Tune of the day even though it's like not even the weekend or anything.

This gorgeousful slice of Detroit electronics came out in 1990 so it's timely that I should write about it as we teeter precariously on the edge of a '90s revival that will no doubt focus on Kid n Play flat top haircuts, raving, flannel shirts and Ace of Base. However, before the omnipresence of irony that serves to revive crap, corporate music and inflate major label CEO's salaries there was a thing called decent music. In the early '90s decent music could be anything from Throwing Muses to Ice Cube to this here record here. I know irony is so irreverent and hilarious, and anyways passionate artistry and earnestness should be clowned incessantly 'cos it says so in the "Staying Hip As You Approach 40" handbook that's de rigeur reading at Vice Magazine headquarters, but for an honest appraisal of its role in youth culture read No Logo by Naomi Klein, she kinda nails the wall, where it belongs.

But, back to the music. Octave One's "I Believe" is a lush, driving and naive slice of Detroit techno and copies of it should be placed in a capsule and shot into space by NASA so that other lifeforms can swoon to its beauty.
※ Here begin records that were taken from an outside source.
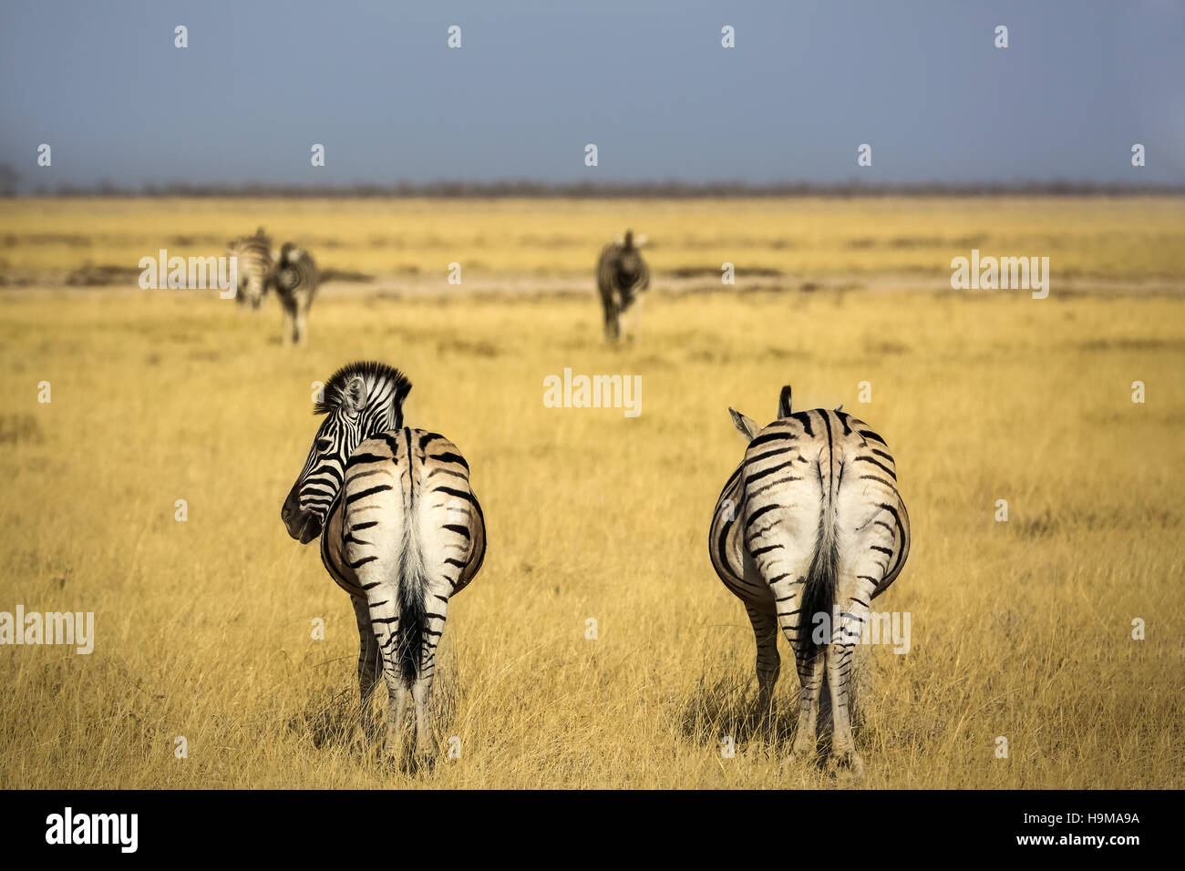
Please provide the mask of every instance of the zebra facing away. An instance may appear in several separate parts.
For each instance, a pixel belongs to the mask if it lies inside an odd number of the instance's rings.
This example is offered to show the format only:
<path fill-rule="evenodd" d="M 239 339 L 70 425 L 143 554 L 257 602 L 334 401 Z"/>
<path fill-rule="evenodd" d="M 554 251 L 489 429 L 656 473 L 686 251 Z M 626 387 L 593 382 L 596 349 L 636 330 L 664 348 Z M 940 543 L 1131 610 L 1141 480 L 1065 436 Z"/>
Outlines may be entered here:
<path fill-rule="evenodd" d="M 870 603 L 909 555 L 896 465 L 863 421 L 838 409 L 792 412 L 789 386 L 777 420 L 764 429 L 729 412 L 749 446 L 717 500 L 709 551 L 752 623 L 758 704 L 768 710 L 774 694 L 781 629 L 802 687 L 792 755 L 815 755 L 819 707 L 830 694 L 830 766 L 859 777 L 864 762 L 850 717 L 853 651 Z"/>
<path fill-rule="evenodd" d="M 645 236 L 639 236 L 635 242 L 634 231 L 626 230 L 624 237 L 616 237 L 601 250 L 601 260 L 596 265 L 596 286 L 601 294 L 604 334 L 608 339 L 616 340 L 621 337 L 621 315 L 635 301 L 638 306 L 634 308 L 630 332 L 638 332 L 641 295 L 651 286 L 651 268 L 646 265 L 639 250 L 645 244 Z"/>
<path fill-rule="evenodd" d="M 280 515 L 301 544 L 321 537 L 321 562 L 351 595 L 360 651 L 359 730 L 386 681 L 386 756 L 403 760 L 409 694 L 416 754 L 430 761 L 428 699 L 451 596 L 478 574 L 486 525 L 469 466 L 444 436 L 403 425 L 411 383 L 382 363 L 352 363 L 325 385 L 326 415 Z"/>
<path fill-rule="evenodd" d="M 235 299 L 239 305 L 258 308 L 268 293 L 268 278 L 271 274 L 271 238 L 261 226 L 255 236 L 239 236 L 226 243 L 231 257 L 237 258 L 238 287 Z"/>
<path fill-rule="evenodd" d="M 301 344 L 308 335 L 308 309 L 321 281 L 312 255 L 292 242 L 280 249 L 280 256 L 268 278 L 275 286 L 284 307 L 284 337 Z"/>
Supposedly it was crafted on gear bought second hand by the Burden Brothers from fellow Detroiters Was (Not Was) (whose "Wheel Me Out" is essential disco not disco gear and according to Juan Atkins, was the record he learned to mix with). It was released on Derrick May's Transmat label which, at the time was home to Atkins' Model 500 project, and had released serious dance floor numbers like Rhythim Is Rhythim's "Nude Photo," and "It Is What It Is," and R-Tyme's sublime "R-Theme"/"Illusion" EP.

"I Believe" is also sublime, containing the very uplifting original mix, Jay Denham's Inner Cityesque interpretation and Juan's sensational, sensual, sexy and swiftnific mix which features a bassline from the depths of the ocean, layers of dreamy strings and fifteen year old Lisa Newberry's plaintiff vocals. It is the perfect fusion of forward looking dance music, star gazing optimism and hydraulic funk inflected dub. Before any more schminimal techno is written this record should be listened to. It is truly inspiring and sonically stunning, and it will sound great in a mash up with Vanilla Ice. Zzzzzzzzzzzzzzzzzzzzzzzz.